On the upper floor, in dialogue with that landscape I exhibited the Jerusalem Puzzle (1998), a jigsaw puzzle bearing the scars of its potential fragmentation while on the wall I hang three Road Maps, all of them related to the geographical site of the house and its surroundings. The fourth map, Map # 6, Shu’afat / Pisgat Ze’ev, was in conversation with Burial (2007), a series of pictures showing the remains of a Jewish settlement, dating back from the destruction of the First and Second Temple periods, which had been uncovered in the Arab neighborhood of Shu’afa. The photographs show ruins being reburied under the cement poured by trucks working on the infrastructure of the light rail road. The now invisible underground city echoed the structural absence existing in the Road Maps, those diptychs maps which deconstruct Palestinian and Israeli neighbourhoods around the Jerusalem borderline. In that same space I also exhibited 55 handy-size earth bags all bearing the logo of Arim (in Hebrew: cities).
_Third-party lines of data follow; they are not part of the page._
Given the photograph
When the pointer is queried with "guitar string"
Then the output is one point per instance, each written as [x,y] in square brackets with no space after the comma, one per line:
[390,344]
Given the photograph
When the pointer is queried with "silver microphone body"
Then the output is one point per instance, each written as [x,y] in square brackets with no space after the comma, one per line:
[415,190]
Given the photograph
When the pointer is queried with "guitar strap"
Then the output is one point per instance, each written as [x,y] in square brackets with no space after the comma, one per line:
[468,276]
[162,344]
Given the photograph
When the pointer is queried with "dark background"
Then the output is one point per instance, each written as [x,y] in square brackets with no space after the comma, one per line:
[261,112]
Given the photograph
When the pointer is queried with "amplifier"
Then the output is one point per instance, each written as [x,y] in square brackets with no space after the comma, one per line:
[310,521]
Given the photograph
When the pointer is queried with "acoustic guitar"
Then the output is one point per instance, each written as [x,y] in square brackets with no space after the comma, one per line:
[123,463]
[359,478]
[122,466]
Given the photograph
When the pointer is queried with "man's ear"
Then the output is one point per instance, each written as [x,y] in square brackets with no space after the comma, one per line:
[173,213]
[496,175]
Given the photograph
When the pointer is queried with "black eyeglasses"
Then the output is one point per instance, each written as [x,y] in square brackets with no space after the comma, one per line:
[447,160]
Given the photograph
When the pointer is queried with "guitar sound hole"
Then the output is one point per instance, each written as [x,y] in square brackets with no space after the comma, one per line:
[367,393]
Like miniaturised cement sacks or military sandbags, Holy Land for Sale (1996) can be seen, among other things, as a metaphor for transferring areas of land from one hand to another.

Inspired by the architectonic space of the house, I hang four Jerusalem Scrolls in the narrow staircase leading to the Willy Brandt library. These Scrolls shows Israeli parade in front of Damascus Gate on Jerusalem day, a Women Peace march against the wall in Kalandiya and the violent uprising during the Friday Prayer as Muslims scuffled with Israeli security forces in front of the Damascus Gate in March 2007.

In the hidden space under the staircase I installed 10 beehives which illuminated in red the obscured and constricted cavity bringing forth associations of vessels of death. Originally created in 1994 Virgin of Israel and Her Daughters connect to the ancient Greek belief which invests the bee with chthonic characteristics connected to the birth and death of the soul. This concealed work was in dialogue with Surgical Operation (2004) a video featuring a performance in which two surgeons perform a ‘surgical operation’ on Closure Maps conveying in a metaphorical way the chronic condition of the city of Jerusalem, a sick ‘patient’ suffering from an incurable pathologic violence.